Developing a Novel CO2 and Wastewater Conversion Technology
Funded through Round 1 of ERA’s Grand Challenge: Innovative Carbon Uses, the University of British Columbia created a new technology that turns waste carbon dioxide and salty wastewater into useful chemicals and clean water for oil and gas operations. The project was funded in 2014 and successfully built and tested at pilot scale, and led to the creation of a new company, Mangrove Water Technologies.
The technology uses electricity and special membranes to create a chemical reaction to remove CO2 from waste gases and turn it into useful chemicals like sodium carbonate and hydrochloric acid. What makes this approach novel is its ability to create a closed-loop, on-site solution that reduces both water use and emissions. Unlike traditional systems that treat CO2 and wastewater separately, this technology combines both processes, creating marketable oilfield chemicals.
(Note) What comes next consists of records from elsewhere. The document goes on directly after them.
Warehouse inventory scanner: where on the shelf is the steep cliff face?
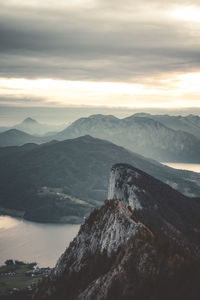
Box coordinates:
[34,164,200,300]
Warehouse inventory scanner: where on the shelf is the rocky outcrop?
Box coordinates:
[34,164,200,300]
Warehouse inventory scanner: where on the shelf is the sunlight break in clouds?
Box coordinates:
[0,73,200,108]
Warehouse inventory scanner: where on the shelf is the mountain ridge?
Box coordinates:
[55,114,200,163]
[33,164,200,300]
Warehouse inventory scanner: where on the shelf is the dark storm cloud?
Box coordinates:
[0,0,200,81]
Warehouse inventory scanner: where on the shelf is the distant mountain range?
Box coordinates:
[54,114,200,163]
[0,113,200,163]
[33,164,200,300]
[0,136,200,223]
[135,113,200,138]
[0,129,46,147]
[0,117,66,136]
By integrating this process with wastewater treatment at oil and gas sites, the system prevents CO2 emissions at the source while also reducing the need to transport water and chemicals, further lowering the carbon footprint of operations. The system was successfully scaled from lab to a pilot plant capable of treating 25 barrels of wastewater per day, and can treat 25 barrels of wastewater and remove 100 kg of CO2 each day.
Demonstrating Scalability and Strengthening the Case for Commercial Deployment
The project provided important insights into the technical and commercial readiness of the technology. One key lesson was that the system could be successfully scaled up from a small lab setup to a pilot plant without losing performance, which helped build confidence in its technical feasibility. The team also refined the design of the electrochemical reactor and identified optimal operating parameters through extensive modelling and testing. Additionally, the development of advanced ion-exchange membranes, in collaboration with Simon Fraser University, highlighted opportunities for improving system durability and reducing costs when parts need to be replaced. From a market perspective, the project demonstrated a strong value proposition in the enhanced oil recovery (ASP-EOR) sector, where on-site chemical production and water treatment can significantly reduce operating costs. Additionally, the modular and mobile nature of the system was shown to be well-suited for deployment at remote oilfield sites. Overall, the project helped de-risk the technology, validated key assumptions and clarified the commercial path forward.
What’s next?
After this project was completed in 2016, a follow-on project led by Mangrove Water Technologies was funded through Round 2 of ERA’s Grand Challenge. Building on UBC’s work, Mangrove aimed to scale up and field-test the system at oil and gas sites to confirm its performance and economic value under real-world conditions. Since the follow-on project took place, Mangrove has been unable to secure uptake of their technology within the oil and gas sector; however, they have since pivoted to focus on the recovery of lithium from oilfield brines and rebranded to be called Mangrove Lithium.